Pasukan berduka dalam tradisi Non Pah |
Mereka berkumpul di Sonaf Bikomi Maslete untuk menjalani ritual Non Pah. Ritual ini masih dipertahankan komunitas adat Bikomi yang digelar tujuh tahun sekali. Dalam upacara ini, pasukan berkuda mengelilingi wilayah Kerajaan Bikomi hingga Kota Kefamenanu dan kembali masuk ke Sonaf Bikomi Maslete. Pasukan berkuda membawa Pedang Bermata Tujuh atau dalam bahasa lokal disebut Tap Mese Nes Hitu yang dipercayai memiliki kekuatan magis.
Seekor kuda jantan hitam dipersiapkan khusus oleh Sonaf (pemangku rumah adat) untuk membawa Pedang Bermata Tujuh. Kuda didandani dengan giring-giring, perak dan ekor sapi yang sudah dikeringkan ditempatkan pada bagian leher. Semua meo (panglima perang, red) hadir bersama kuda masing-masing. Meo memakai pakaian adat lengkap ditemani pedang di bagian pinggang. Mereka siap mengawal Le'o atau benda adat yang dirindukan masyarakat Pah Bikomi sejak tujuh tahun lalu.
Sebelum berangkat, masih ada beberapa ritual adat, seperti meminta izin foto dan syuting yang dilakukan di Tola Naijuf dengan memotong babi jantan berwarna hitam.

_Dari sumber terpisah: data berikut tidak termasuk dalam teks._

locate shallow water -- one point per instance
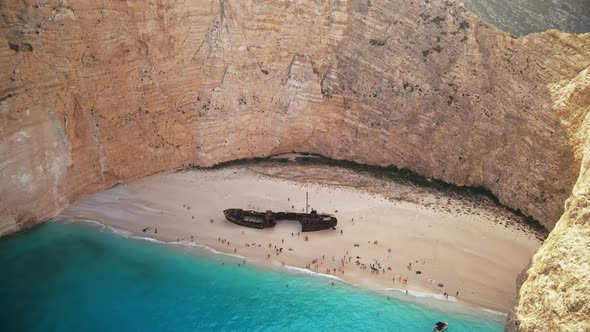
(77, 277)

Wisatawan menyaksikan upacara Non Pah |
Seorang lelaki dari suku Ta'kua berwajah sedikit keriput, mengenakan baju hitam dipadu kain hitam yang diikat di kepala, masuk ke dalam Tola Naijuf (Rumah adat) untuk mengambil Pedang Bermata Tujuh. Keluar dari dalam Tola Naijuf seperti pahlawan memegang pedang yang sudah dibungkusi kain hitam. Masyarakat setempat dilarang keras bersuara, apalagi berdiri dan melakukan aktivitas. Mereka duduk diam dan tunduk tak berbicara.
Ande Ta'kua sebagai suku yang dimandatkan membawa Pedang Bermata Tujuh, sudah siap di atas kuda punggung hitam. Dia merapatkan barisan diikuti Tobe dari Suku Sife, yakni Kamilus Sife membawa perlengkapan ritual adat. Urutan kuda ketiga, yakni Suku Sife atau Ta'nik yang dipercayakan membawa ayam jantan merah. "Ayam jantan itu berkokok hanya siang dan malam," tutur Usif Yohanes Sanak.

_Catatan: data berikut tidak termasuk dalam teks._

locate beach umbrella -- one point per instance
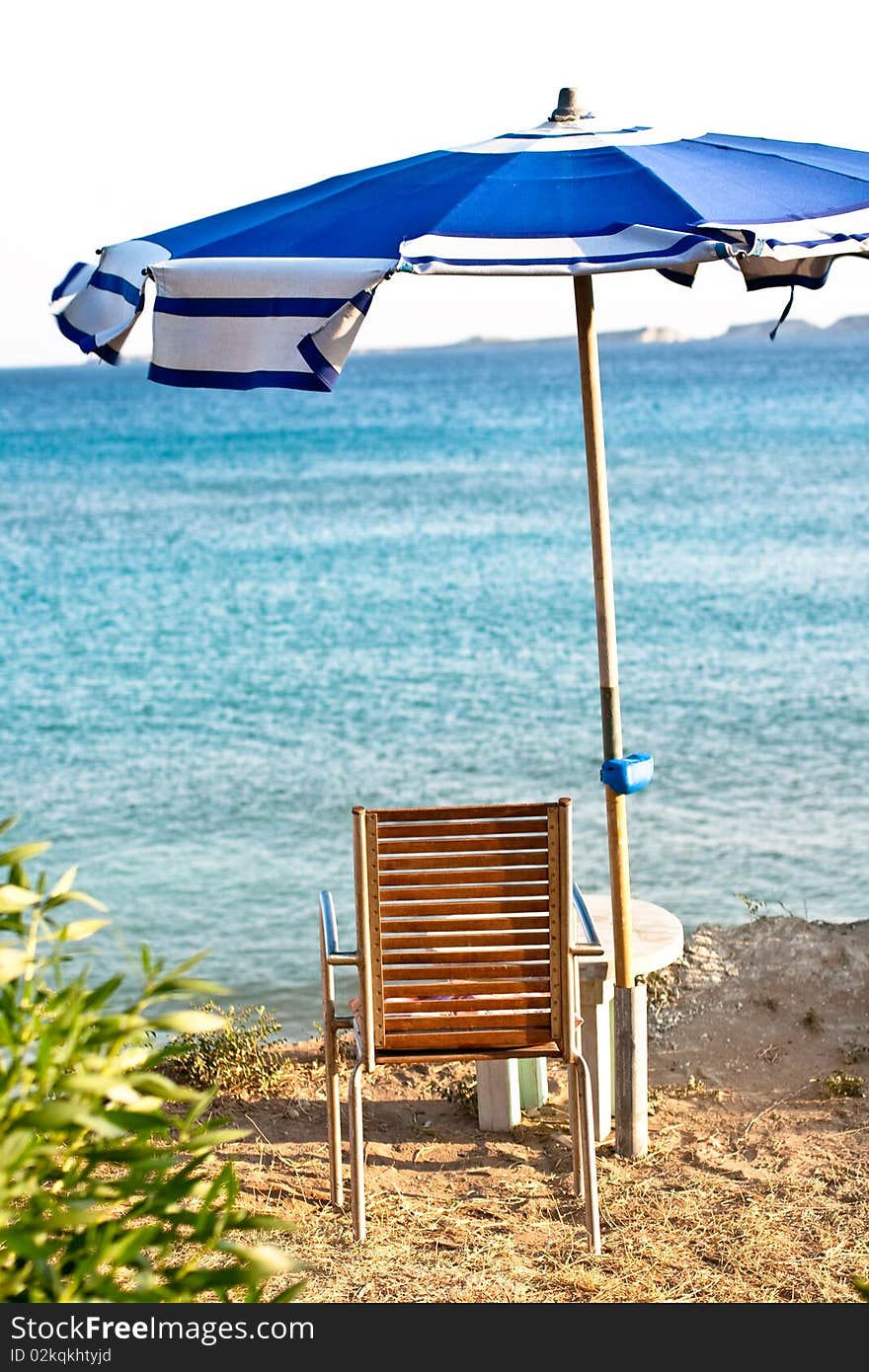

Pukul 12.31 Wita hari itu pelepasan Non Pah dimulai. Lianenu, bifelon tok. "Duduk diam-diam sudah hoe," teriak seseorang di luar Sonaf Bikomi Maslete. Empat belas orang Meo yang ikut mengawal Tobe Takua, Sife dan Ta'nik seperti Klemens Malafu, Yohanes Takua, Vinsen Sabuin, Jefri Sonbay, Aldo Sonbay, Bonivasius Sonbay, David Hala, Nikolas Bana, Anus Hala, Blasius Nino, Mikhael Oeleu, David Obe, Benyamin Abi, dan Nikolas Lake. Giring-giring menjadi warna langkah kaki kuda keluar dari Sonaf Bikomi Maslete.
Wisatawan coba menunggang kuda |
Pos Kupang dibimbing seorang tua adat mengenakan kendaraan bermotor melalui jalur umum menuju lokasi pintu keluar ke Bikomi, di Naen, Kelurahan Tubuhue, sekitar tujuh kilometer dari Sonaf Bikomi Maslete.

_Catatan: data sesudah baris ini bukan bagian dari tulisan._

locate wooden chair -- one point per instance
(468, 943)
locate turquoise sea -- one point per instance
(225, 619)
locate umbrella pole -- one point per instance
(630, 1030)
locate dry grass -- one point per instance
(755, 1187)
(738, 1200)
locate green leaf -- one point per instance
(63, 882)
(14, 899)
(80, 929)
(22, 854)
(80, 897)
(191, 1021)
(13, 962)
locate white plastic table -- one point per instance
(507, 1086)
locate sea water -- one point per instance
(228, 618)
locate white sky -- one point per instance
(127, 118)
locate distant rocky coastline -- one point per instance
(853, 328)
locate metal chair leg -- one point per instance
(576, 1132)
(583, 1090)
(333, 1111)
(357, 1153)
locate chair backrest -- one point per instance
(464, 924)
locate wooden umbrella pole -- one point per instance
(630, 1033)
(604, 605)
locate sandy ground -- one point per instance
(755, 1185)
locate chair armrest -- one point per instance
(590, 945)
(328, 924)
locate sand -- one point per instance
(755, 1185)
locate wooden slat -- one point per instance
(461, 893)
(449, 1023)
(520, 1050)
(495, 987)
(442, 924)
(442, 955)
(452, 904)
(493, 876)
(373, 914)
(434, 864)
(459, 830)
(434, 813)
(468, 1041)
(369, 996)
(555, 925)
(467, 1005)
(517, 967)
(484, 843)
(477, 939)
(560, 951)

Seorang ibu pulang dari kebun membawa karung, hampir berpapasan dengan pasukan Non Pah. Dia lari terbirit-birit seperti ketakutan ada perang. Ibu itu nyaris masuk ke dalam semak belukar. Pukul 13. 09 Wita giring-giring berbunyi dari dalam hutan. Masyarakat yang menunggu di etape pertama menunduk. Tak bersuara. Di sana mereka melakukan ritual adat Usapi Maknau untuk menerima rombongan sekaligus membuka jalan bagi pasukan berkuda untuk mengelilingi wilayah Bikomi.
Di sana sudah ada Tobe Nihala. Ada pula Suku Tahoni, Suku Paineon, Metboki, Insan Tuan yang juga melakukan ritual adat Tualel (Nipe Naik, Koto Nain) atau makan diam-diam, minum diam-diam.
Sejumlah menu makanan dan minuman lokal seperti kelapa muda, tebu, ubi, pisang masak, sopi, pepaya, ubi rebus, kacang tanah goreng, lauk tobe yang sudah disiapkan dari pagi pukul 08.00 Wita. Berbagai jenis makanan itu dibagikan kepada pasukan berkuda. Ibu-ibu sibuk mengupas kulit pepaya, dan memotong kelapa. Sementara laki-laki menyuguhkan minuman arak dan makan khas lokal. Kebersamaan dan kekeluargaan cukup kental.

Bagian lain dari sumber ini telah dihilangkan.